Asked about a timeline for the local fleet’s electrification — particularly relevant as commissioners consider significant plans for a new bus depot and maintenance yard at CRD-owned land on Kanaka Road — Wright was vague, if optimistic.  

“I have passionately and vigorously waved my arms every time there are conversations about this,” chuckled Wright, “and said that Salt Spring is very interested in the introduction of battery-electric buses and would be keen to do that.” 

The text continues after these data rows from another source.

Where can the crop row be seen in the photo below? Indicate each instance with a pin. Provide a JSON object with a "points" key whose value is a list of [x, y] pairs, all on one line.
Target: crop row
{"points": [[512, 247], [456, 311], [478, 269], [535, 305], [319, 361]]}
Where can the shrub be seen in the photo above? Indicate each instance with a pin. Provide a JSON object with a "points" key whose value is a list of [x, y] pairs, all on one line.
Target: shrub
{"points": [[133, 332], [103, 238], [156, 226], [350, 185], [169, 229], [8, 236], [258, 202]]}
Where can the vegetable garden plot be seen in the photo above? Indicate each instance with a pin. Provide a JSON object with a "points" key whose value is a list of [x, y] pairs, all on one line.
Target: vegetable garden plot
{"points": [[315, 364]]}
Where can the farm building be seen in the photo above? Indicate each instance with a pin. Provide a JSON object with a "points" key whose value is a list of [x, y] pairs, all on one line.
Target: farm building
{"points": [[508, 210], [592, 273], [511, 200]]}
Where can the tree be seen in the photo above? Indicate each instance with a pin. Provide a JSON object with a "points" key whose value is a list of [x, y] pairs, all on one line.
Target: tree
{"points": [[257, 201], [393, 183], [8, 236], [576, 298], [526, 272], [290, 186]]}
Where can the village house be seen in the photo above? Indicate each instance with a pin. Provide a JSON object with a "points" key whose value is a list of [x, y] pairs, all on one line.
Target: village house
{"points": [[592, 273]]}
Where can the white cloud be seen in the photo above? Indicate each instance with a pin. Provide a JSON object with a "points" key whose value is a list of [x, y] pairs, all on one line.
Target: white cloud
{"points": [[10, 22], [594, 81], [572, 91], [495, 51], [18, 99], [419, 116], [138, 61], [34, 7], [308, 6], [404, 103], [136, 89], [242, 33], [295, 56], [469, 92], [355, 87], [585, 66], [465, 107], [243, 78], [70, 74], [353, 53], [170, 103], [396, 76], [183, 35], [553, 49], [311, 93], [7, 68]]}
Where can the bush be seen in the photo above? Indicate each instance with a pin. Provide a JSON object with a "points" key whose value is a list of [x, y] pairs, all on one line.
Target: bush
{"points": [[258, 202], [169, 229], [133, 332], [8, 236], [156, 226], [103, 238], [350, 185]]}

But the current bus storage area on the island — an unfenced gravel yard behind the Community Gospel Chapel on Vesuvius Bay Road — is “very suboptimal.” 

“We’d like a proper paved and fenced facility for safety, security and maintenance reasons,” said Wright. “But also that [level of infrastructure] enables battery-electric buses, and the sequence is based on the ability to install infrastructure. So proceeding with that capital project on your end will enable you to move forward with that.”  

Discussion of Kanaka Road plans — currently in the conceptual stage, envisioning a combined facility for bus depot and park maintenance uses — was planned for June 20 but postponed as an in-camera discussion on potential legal issues took much of the afternoon’s allotted time.  

While funding for a bus service expansion would likely come from a combination of user fees and local taxes, a staff report prepared for the meeting noted the Kanaka Road project would likely be completed through a combination of grants, capital reserves and Community Works funding — what used to be called “gas tax” monies, as that fund was originally built from federal gasoline excise taxes, allocated to local governments based on a jurisdiction’s population.